Le Marchand de Venise est une comédie de la lutte entre Usure et Amitié, Vengeance et Pardon, Discordance et Harmonie, une lutte qui se dissout sereinement. (...) Conte, comédie sombre, morale ou commedia dell’arte ? La matière brute a été collectée dans l’inconscient de Shakespeare, c’est seulement le maître de la scène qui lie les situations de manière consciente. Cependant, le faiseur est en même temps poète, et la matière première enchantée reflète la plénitude de la vie, même lorsqu’il ne veut qu’on le prenne trop au sérieux.
László Cs.
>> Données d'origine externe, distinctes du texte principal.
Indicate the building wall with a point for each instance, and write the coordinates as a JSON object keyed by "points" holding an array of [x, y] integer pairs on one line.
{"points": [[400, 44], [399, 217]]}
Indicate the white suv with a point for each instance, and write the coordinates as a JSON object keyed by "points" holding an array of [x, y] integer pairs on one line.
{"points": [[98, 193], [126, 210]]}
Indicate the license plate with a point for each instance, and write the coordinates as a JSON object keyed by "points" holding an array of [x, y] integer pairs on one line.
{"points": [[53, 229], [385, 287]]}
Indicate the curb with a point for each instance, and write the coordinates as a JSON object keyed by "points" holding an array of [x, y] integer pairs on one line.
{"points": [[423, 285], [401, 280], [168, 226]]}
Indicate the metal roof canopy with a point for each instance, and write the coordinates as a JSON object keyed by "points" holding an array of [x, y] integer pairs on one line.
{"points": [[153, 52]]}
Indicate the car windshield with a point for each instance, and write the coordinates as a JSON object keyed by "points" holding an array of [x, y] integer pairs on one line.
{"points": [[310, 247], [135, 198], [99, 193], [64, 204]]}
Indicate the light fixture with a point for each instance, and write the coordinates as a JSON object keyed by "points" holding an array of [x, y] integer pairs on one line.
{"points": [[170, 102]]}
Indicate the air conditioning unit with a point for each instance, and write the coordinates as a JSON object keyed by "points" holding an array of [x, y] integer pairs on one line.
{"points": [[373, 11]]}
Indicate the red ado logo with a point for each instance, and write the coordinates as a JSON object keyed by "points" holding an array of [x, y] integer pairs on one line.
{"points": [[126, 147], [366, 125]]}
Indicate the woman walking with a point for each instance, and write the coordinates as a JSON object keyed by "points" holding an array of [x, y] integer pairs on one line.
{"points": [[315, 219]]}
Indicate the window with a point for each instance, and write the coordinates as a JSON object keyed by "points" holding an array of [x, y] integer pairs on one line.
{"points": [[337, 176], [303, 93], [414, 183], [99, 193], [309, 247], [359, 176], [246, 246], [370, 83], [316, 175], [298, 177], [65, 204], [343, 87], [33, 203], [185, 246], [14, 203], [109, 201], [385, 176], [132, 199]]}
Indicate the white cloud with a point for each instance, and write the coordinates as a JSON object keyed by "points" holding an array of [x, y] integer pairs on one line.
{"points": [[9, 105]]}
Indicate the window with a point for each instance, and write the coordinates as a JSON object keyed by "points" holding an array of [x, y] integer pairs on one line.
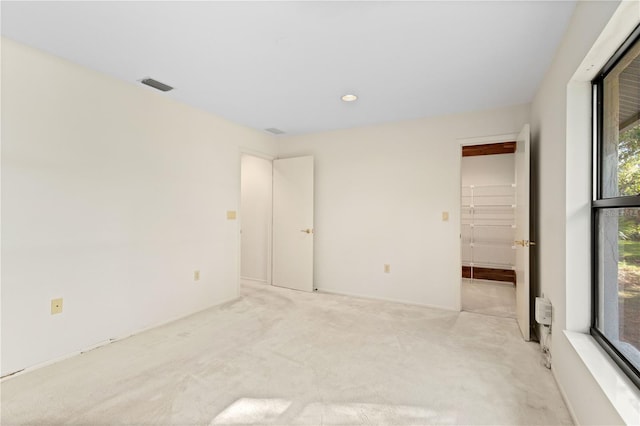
{"points": [[616, 208]]}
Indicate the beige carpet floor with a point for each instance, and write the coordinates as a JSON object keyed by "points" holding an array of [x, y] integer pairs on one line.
{"points": [[277, 356]]}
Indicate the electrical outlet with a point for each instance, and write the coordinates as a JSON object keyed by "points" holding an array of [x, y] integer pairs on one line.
{"points": [[56, 306]]}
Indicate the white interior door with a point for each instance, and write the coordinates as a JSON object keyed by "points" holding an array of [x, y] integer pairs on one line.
{"points": [[293, 223], [522, 242]]}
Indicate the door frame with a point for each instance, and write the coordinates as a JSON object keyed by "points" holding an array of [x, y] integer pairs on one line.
{"points": [[462, 142], [269, 158]]}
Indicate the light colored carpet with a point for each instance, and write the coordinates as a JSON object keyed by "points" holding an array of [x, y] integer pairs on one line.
{"points": [[489, 298], [277, 356]]}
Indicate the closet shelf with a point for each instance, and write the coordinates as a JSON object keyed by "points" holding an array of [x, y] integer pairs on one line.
{"points": [[493, 245], [488, 265], [475, 225], [497, 185], [476, 206], [488, 224]]}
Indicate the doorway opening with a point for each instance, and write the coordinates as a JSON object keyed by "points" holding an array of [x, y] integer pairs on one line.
{"points": [[488, 222], [276, 232], [256, 208]]}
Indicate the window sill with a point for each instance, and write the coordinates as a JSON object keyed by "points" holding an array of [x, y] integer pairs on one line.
{"points": [[621, 392]]}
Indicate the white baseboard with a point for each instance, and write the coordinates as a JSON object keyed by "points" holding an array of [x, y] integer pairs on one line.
{"points": [[385, 299], [109, 341], [258, 280]]}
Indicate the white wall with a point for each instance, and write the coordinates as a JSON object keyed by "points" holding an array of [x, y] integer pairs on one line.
{"points": [[112, 196], [380, 194], [256, 214], [561, 143]]}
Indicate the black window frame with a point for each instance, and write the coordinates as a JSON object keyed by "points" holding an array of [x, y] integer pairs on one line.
{"points": [[599, 203]]}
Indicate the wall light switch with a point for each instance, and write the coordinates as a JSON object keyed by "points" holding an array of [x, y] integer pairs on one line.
{"points": [[56, 306]]}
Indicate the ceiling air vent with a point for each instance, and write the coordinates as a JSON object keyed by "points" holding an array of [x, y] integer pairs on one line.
{"points": [[156, 84], [274, 131]]}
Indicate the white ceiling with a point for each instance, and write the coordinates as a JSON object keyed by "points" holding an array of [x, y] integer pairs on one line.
{"points": [[286, 64]]}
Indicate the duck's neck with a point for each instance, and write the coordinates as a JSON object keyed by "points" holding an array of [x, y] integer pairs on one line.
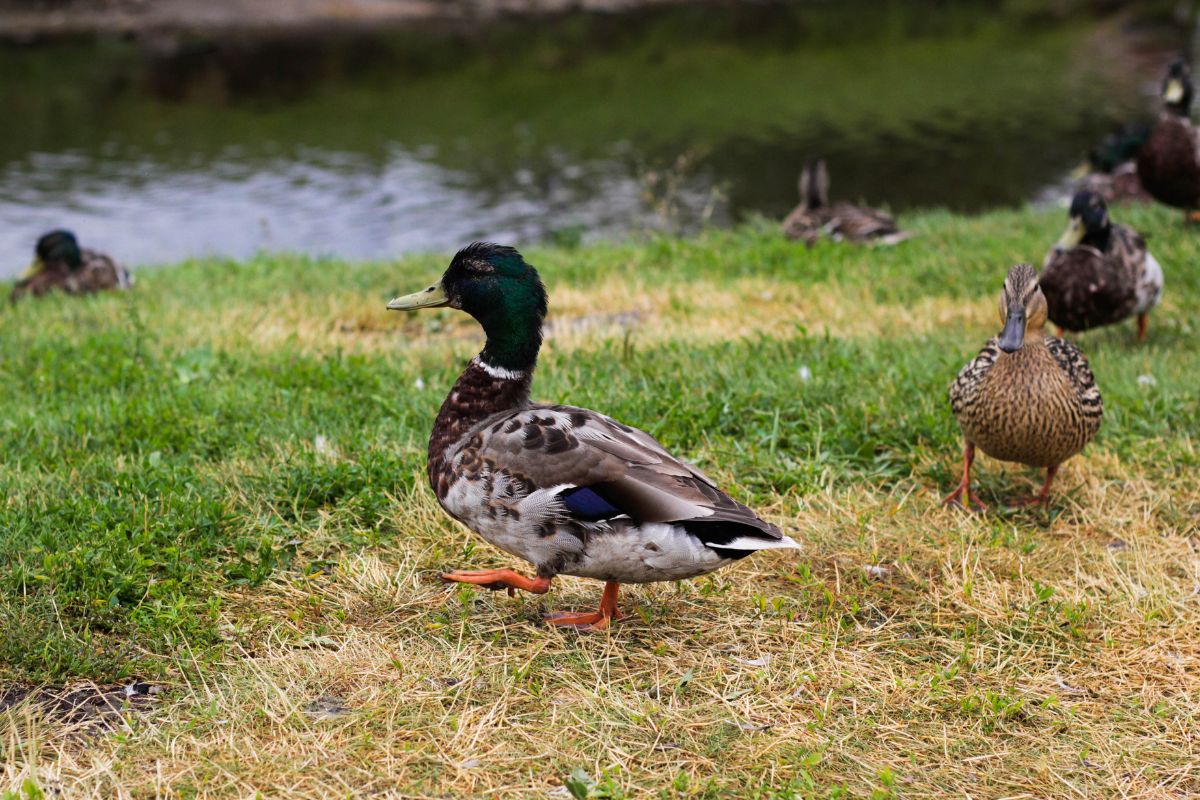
{"points": [[1099, 239], [496, 380]]}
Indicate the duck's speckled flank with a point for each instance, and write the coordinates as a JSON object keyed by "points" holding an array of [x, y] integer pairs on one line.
{"points": [[1169, 163], [1038, 405]]}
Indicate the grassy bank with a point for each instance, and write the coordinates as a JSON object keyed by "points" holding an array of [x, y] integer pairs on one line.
{"points": [[216, 482]]}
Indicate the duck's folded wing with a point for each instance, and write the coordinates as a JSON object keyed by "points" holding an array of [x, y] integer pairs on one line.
{"points": [[964, 391], [1079, 373], [1085, 288], [604, 469]]}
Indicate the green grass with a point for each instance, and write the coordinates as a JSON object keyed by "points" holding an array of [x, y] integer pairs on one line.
{"points": [[216, 481]]}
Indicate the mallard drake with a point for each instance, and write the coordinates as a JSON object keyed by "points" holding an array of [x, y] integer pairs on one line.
{"points": [[1099, 274], [841, 221], [1026, 397], [60, 264], [1169, 162], [565, 488], [1111, 167]]}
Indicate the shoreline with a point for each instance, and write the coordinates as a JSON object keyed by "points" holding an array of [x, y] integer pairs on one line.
{"points": [[169, 18]]}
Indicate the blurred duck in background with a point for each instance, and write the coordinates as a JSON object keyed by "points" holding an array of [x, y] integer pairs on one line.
{"points": [[60, 264], [840, 221], [1169, 162], [1099, 272], [1111, 167]]}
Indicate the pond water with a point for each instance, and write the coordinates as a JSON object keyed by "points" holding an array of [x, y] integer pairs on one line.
{"points": [[585, 126]]}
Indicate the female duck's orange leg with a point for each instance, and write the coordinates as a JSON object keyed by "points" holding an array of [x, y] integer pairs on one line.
{"points": [[497, 579], [1041, 497], [594, 620], [961, 494]]}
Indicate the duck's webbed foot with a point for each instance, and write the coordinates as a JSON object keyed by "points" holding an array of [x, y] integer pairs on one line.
{"points": [[591, 621], [498, 579], [961, 494], [1042, 497]]}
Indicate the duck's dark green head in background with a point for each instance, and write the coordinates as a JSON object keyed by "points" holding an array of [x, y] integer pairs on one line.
{"points": [[1117, 148], [1177, 88], [1089, 223], [54, 248], [496, 286]]}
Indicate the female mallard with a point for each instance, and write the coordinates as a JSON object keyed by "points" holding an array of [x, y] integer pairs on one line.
{"points": [[1099, 274], [1111, 167], [841, 221], [1169, 162], [568, 489], [1026, 397], [60, 264]]}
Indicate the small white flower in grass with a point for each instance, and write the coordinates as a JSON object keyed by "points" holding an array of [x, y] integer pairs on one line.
{"points": [[754, 662], [321, 444]]}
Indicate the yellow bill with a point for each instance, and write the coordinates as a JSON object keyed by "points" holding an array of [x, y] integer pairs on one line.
{"points": [[430, 298]]}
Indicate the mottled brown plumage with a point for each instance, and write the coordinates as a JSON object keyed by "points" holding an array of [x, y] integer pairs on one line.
{"points": [[565, 488], [1099, 272], [841, 221], [1026, 397], [1169, 163]]}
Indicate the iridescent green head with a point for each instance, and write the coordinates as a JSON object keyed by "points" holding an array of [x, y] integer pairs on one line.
{"points": [[493, 284], [53, 248]]}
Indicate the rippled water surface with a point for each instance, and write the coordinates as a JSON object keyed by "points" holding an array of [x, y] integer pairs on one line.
{"points": [[569, 130]]}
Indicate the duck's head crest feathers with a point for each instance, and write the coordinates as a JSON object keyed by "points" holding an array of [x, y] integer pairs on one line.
{"points": [[1177, 88], [1023, 308], [496, 286], [59, 247]]}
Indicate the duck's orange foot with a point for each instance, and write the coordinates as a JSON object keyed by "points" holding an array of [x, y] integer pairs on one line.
{"points": [[588, 621], [1042, 497], [594, 620], [1025, 503], [963, 498], [497, 579]]}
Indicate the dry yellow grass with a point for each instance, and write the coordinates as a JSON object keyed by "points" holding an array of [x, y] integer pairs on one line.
{"points": [[909, 650], [948, 668]]}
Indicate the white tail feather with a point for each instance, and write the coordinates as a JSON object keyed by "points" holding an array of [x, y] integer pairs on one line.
{"points": [[756, 543]]}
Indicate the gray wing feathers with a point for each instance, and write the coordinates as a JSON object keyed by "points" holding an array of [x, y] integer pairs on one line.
{"points": [[562, 445]]}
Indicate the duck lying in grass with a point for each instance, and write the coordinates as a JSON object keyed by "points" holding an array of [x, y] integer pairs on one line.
{"points": [[1111, 167], [841, 221], [60, 264], [1169, 162], [1026, 397], [1099, 274], [568, 489]]}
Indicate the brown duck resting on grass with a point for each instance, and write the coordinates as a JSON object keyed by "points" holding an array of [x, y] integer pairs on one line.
{"points": [[841, 221], [1169, 162], [1099, 272], [1027, 397], [568, 489], [59, 264]]}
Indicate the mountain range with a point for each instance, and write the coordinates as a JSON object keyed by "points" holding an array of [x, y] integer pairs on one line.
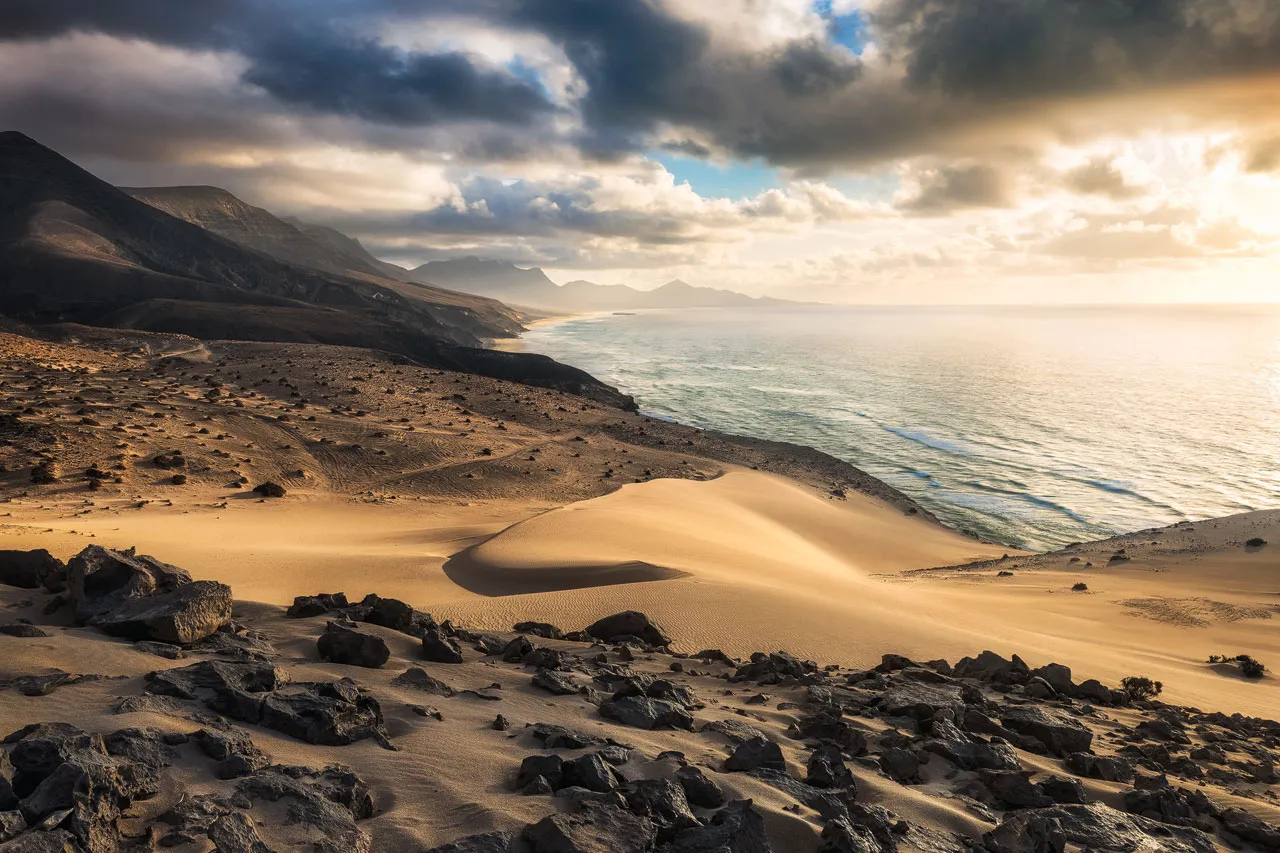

Szabó: Velencei uzsora, belmonti muzsika [Usure à la vénitienne, musique de Belmont]
Le spectacle se déroule dans le monde froid de la technologie moderne où, par opposition, les passions sont énormes. Des passions qui signifient d’abord narcissisme et égoïsme. En même temps, ces personnages sont également les prisonniers de certaines situations.
Ici, personne ne choisit de renoncer à tout ou de déclarer que l’argent ne l’intéresse pas. Tous agissent selon leur propre intérêt, tout est manipulé par un réseau complexe d’intérêts et d’alliances. Bien entendu, chacun des personnages a des émotions fortes, sincères, ils ont leur part du sexe, de l’amour, de l’érotisme. Mais ce ne sont pas les moteurs de leurs décisions. Les personnages ne croient que provisoirement dans la primauté de ces choses. L’égoïsme et l’intérêt propre interviennent dans toute décision qu’ils prennent. Si l’on réfléchit à cette idée, on pourrait créer un théâtre d’une cruauté terrible. Évidemment, avec des éléments propres à la comédie, des situations comiques, mais en substance une course avide, pleine de férocité, à l’« immortalité », à la survivance ou au bonheur.